コース:明神峠→湯船山→白クラノ頭→峰坂峠・悪沢峠→サンショウバラの丘→世附峠→不老山→生土山分岐→谷ヶ山→生土架橋→駿河小山駅

・明神峠〜サンショウバラの丘
バス乗車地点の駿河小山駅前にはコンビニが無く、8時台は商店なども開いていないため、遅くとも松田駅時点で食料を調達しておきたい。

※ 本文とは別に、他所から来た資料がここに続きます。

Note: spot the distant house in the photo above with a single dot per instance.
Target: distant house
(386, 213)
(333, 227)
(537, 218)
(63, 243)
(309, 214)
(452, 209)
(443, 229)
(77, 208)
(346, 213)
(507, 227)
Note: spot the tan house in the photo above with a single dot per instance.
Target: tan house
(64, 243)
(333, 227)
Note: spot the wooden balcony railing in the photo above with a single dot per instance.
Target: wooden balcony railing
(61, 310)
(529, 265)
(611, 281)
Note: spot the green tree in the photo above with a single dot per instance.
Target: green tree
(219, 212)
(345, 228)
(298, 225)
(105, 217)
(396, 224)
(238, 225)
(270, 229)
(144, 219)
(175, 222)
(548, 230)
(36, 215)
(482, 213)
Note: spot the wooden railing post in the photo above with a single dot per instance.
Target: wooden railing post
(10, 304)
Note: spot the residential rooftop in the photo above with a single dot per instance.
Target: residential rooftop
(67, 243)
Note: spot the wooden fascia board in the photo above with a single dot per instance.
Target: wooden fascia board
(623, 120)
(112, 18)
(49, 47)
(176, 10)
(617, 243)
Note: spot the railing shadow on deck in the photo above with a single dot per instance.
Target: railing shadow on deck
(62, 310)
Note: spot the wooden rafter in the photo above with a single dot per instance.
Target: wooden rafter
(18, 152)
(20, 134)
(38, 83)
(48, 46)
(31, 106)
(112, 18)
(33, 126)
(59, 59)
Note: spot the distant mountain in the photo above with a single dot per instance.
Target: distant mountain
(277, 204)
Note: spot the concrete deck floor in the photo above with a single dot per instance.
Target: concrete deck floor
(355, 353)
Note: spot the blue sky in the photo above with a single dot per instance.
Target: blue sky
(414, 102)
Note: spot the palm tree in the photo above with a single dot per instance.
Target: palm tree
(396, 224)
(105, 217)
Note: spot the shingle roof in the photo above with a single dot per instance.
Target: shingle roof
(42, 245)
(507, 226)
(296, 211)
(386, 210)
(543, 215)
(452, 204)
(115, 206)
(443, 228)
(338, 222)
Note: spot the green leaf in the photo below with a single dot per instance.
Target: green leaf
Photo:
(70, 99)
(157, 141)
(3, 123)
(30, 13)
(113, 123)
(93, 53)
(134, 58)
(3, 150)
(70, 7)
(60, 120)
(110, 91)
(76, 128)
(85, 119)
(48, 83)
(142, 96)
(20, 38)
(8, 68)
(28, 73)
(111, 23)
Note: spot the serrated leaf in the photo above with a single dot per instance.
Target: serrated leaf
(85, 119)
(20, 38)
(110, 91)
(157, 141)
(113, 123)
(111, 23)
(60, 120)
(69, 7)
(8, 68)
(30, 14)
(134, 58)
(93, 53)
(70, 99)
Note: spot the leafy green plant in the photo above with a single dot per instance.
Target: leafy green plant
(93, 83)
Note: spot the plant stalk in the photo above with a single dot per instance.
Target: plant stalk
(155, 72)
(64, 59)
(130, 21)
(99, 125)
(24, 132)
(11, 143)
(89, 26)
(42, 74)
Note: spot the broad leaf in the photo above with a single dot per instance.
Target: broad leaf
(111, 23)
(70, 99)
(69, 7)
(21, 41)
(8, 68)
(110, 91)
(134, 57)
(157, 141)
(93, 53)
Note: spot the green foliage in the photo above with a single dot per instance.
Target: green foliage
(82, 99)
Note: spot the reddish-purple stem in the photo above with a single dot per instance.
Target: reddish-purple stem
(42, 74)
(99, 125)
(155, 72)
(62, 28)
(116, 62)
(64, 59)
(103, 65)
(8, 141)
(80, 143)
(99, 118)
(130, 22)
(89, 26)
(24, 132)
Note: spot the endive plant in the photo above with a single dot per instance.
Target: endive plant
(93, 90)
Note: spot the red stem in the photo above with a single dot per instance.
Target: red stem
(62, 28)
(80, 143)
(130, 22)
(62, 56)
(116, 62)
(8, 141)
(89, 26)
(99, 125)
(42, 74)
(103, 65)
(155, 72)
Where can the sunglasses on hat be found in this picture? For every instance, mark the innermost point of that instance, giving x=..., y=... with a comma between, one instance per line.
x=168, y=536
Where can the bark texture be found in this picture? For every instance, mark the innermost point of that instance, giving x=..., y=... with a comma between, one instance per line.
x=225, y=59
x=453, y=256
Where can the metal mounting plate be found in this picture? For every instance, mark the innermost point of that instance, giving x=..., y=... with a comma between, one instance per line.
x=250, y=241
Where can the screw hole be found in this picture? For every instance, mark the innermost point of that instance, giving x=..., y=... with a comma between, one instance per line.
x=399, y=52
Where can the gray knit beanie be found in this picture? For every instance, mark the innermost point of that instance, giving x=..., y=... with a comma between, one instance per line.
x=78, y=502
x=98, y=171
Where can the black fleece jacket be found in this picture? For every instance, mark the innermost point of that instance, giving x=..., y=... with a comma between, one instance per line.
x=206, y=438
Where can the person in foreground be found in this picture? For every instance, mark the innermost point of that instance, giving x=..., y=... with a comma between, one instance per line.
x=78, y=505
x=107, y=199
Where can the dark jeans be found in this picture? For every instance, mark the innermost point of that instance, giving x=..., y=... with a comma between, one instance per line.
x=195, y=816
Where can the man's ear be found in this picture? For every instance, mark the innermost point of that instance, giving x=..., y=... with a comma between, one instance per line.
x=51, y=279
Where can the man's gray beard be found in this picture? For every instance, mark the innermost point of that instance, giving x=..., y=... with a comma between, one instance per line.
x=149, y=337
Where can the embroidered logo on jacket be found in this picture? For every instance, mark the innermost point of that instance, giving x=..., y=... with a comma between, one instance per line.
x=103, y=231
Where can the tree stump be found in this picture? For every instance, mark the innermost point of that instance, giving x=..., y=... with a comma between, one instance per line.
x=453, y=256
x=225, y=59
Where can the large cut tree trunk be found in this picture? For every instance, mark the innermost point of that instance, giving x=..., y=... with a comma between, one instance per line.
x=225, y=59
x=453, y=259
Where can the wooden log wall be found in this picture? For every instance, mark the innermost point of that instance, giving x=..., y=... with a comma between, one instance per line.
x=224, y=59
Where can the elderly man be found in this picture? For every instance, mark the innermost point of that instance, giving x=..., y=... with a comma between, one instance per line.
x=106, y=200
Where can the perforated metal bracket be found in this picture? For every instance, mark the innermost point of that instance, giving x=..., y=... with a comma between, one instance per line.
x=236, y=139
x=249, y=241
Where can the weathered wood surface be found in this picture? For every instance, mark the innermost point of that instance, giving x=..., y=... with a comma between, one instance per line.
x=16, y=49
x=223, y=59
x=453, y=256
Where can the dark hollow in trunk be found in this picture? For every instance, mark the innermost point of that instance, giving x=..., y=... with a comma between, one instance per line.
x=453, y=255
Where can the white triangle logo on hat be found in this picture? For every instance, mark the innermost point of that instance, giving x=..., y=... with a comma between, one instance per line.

(駿河小山駅から最寄りのコンビニまでは500m程度)
明神峠〜湯船山の一部区間に痩せ気味の尾根がある以外は、基本的に幅が広く歩き易い登山道が続く。
明確な上りは湯船山直下だけで、他は緩やかなアップダウンしかない。

・サンショウバラの丘〜不老山
サンショウバラの丘から僅かに下って世附峠に出た後、不老山山頂まで一気に上る。
傾斜はそれなりだが30分程度なので、本コース唯一の踏ん張りポイントとして楽しむのが正解だろう。

・不老山〜谷ヶ岳〜駿河小山駅
僅かにロープを用いる箇所がある程度で、全体的には緩やかに下り続ける。
途中に2箇所ほど林道への分岐があるので、天候や余力に応じたチョイスが可能。
谷ヶ岳は脇道を上った先にあり、ピークハント目的でなければ立ち寄る意味はあまり無さそう。
登山口直前の下りはそこそこ急で危険なため、慎重を期したい。
登山口から駅までが案外長いので、登山口で気を緩めるとその後が精神的にキツくなる。